Embiquem para terra outra vez.
— Que
houve?— inquiriu Luzardo.
— Que
o Velhinho ficou na terra.
O
bongo regressou ao ponto de partida. O patrão tomou de novo o
rumo afora, ao mesmo tempo em que perguntava, aumentando a voz:
— Com
quem vamos?
— Com
Deus!— responderam-lhe os remadores.
—E
com a Virgem!— agregou ele. E logo a Luzardo—: Esse era o
Velhinho que havia ficado em terra.
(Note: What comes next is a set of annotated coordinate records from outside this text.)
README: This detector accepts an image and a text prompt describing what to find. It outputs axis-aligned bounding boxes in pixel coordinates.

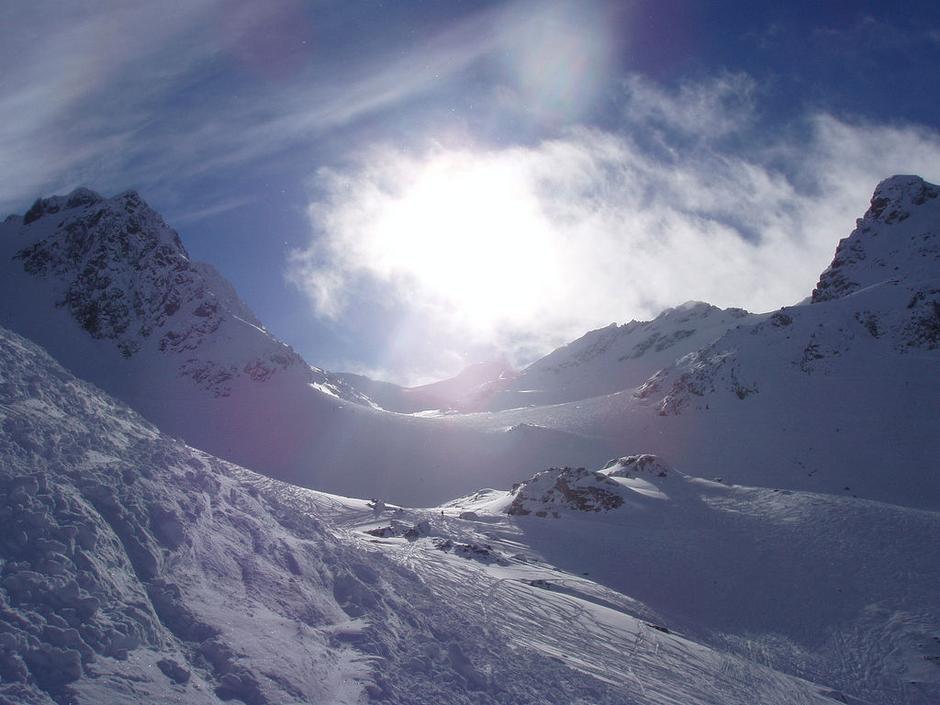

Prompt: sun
[360,152,560,329]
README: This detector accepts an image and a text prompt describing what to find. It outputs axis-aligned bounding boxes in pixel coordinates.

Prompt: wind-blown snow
[0,329,852,705]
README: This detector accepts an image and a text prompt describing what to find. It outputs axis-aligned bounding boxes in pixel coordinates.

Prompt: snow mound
[601,453,672,478]
[506,467,624,518]
[489,301,751,409]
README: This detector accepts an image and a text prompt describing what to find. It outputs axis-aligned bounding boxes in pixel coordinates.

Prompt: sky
[0,0,940,384]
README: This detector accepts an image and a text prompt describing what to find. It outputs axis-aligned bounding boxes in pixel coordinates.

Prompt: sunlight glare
[366,152,558,330]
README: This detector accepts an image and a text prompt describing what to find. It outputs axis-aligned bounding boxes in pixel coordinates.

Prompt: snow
[0,330,860,705]
[0,176,940,705]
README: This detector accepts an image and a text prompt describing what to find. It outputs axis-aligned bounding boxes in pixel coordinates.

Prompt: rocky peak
[23,187,104,225]
[2,188,365,396]
[865,175,940,225]
[812,176,940,303]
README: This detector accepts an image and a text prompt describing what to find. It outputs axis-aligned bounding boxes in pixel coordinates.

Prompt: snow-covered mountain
[444,176,940,509]
[0,188,368,403]
[446,455,940,705]
[335,360,518,414]
[0,329,852,705]
[0,176,940,705]
[486,301,752,409]
[0,189,616,504]
[0,177,940,508]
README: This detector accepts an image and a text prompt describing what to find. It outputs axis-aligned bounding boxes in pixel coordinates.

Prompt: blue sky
[0,0,940,382]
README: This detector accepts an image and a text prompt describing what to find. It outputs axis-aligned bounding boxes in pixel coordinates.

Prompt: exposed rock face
[4,189,368,403]
[506,468,623,517]
[603,453,672,478]
[812,176,940,303]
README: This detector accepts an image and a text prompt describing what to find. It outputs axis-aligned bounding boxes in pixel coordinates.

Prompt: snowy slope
[0,329,846,705]
[335,361,517,414]
[486,301,753,409]
[0,177,940,508]
[0,189,367,403]
[445,455,940,705]
[436,177,940,509]
[0,189,615,504]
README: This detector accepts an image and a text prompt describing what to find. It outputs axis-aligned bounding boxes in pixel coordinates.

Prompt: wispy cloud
[0,0,568,210]
[291,76,940,372]
[624,73,757,139]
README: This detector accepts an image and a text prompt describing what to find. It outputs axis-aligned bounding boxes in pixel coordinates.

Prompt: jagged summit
[0,188,365,402]
[812,176,940,303]
[865,174,940,224]
[23,186,106,225]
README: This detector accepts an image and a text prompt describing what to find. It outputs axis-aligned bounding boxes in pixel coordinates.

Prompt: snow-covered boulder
[506,468,623,517]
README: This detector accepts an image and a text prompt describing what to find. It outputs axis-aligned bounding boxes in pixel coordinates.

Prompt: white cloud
[624,73,757,139]
[292,108,940,374]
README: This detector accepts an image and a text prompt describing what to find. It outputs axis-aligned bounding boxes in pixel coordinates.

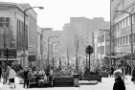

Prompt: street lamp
[23,6,44,65]
[115,10,134,72]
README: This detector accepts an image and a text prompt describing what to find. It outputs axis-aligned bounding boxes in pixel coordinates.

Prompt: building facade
[63,17,109,68]
[0,2,36,65]
[111,0,135,65]
[41,28,63,66]
[94,29,110,66]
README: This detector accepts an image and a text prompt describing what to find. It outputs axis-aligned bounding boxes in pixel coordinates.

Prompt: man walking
[23,67,29,88]
[0,65,2,81]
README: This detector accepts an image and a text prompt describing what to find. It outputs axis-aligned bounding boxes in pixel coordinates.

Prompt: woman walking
[8,66,16,88]
[131,67,135,83]
[113,70,126,90]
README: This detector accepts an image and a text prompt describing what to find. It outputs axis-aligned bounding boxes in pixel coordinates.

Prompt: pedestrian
[2,65,9,84]
[0,65,2,82]
[23,66,29,88]
[27,69,32,88]
[131,67,135,83]
[8,66,16,88]
[49,67,53,87]
[113,70,126,90]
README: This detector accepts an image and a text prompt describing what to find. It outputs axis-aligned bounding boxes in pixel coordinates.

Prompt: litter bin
[73,75,79,87]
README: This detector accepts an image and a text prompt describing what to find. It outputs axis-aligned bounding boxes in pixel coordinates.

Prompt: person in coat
[131,67,135,83]
[0,65,2,82]
[8,66,16,88]
[113,70,126,90]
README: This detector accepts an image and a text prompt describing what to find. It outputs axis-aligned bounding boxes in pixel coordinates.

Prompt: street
[0,76,135,90]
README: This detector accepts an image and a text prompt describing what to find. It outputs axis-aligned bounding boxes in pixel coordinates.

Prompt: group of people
[113,67,135,90]
[0,65,16,88]
[23,66,53,88]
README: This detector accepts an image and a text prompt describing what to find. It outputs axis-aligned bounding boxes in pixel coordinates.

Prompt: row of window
[0,17,10,27]
[17,20,28,49]
[115,14,135,31]
[115,33,135,47]
[0,17,16,48]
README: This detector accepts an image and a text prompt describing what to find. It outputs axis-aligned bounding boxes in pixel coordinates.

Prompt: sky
[0,0,110,30]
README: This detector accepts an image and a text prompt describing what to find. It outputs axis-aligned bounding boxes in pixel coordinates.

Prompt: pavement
[0,76,135,90]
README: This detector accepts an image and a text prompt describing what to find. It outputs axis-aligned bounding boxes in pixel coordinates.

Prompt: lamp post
[116,10,134,73]
[23,7,44,65]
[47,36,57,66]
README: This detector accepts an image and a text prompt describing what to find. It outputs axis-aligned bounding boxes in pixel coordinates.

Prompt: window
[0,17,9,27]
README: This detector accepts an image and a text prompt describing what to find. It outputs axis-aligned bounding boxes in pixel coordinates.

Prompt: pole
[23,10,26,66]
[89,53,90,71]
[130,14,133,72]
[67,48,69,66]
[109,0,112,68]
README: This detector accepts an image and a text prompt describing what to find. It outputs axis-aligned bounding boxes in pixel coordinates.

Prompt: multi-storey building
[94,29,110,66]
[41,28,63,66]
[0,2,36,65]
[63,17,109,69]
[111,0,135,65]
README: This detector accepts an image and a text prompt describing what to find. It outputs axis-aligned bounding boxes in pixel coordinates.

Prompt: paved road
[0,77,135,90]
Por estes rios llaneros,
quando se abandona a orla, há que sair sempre com Deus. São muitos
os perigos de se emborcar, e se o Velhinho não vai no bongo,
o bonguero não vai tranquilo. Porque o jacaré se aproxima
sem que se veja nem a pista n’água, e o poraquê e a arraia estão
sempre à espreita, e o cardume das piracatingas e dos caribes9, que
deixam um cristão em puros ossos, antes que possa chamar a
Santíssima Trindade.
Vasto
Llano! Imensidão brava! Desertas pradarias sem limites,
fundos mudos e solitários rios. Quão inútil soaria o pedido de
socorro, ao movimento da cauda do jacaré, na solidão daquelas
paragens! Só a fé simples dos bongueros podia ser esperança
de ajuda, ainda que fosse a mesma fé rude que os fazia atribuir
poderes sobrenaturais ao sinistro Encantador.
Já
Santos Luzardo conhecia a pergunta sacramental dos bongueros
do Apure; porém agora também podia aplicá-la a si mesmo, pois
havia empreendido aquela viagem com um propósito e já estava
abraçando outro, completamente oposto.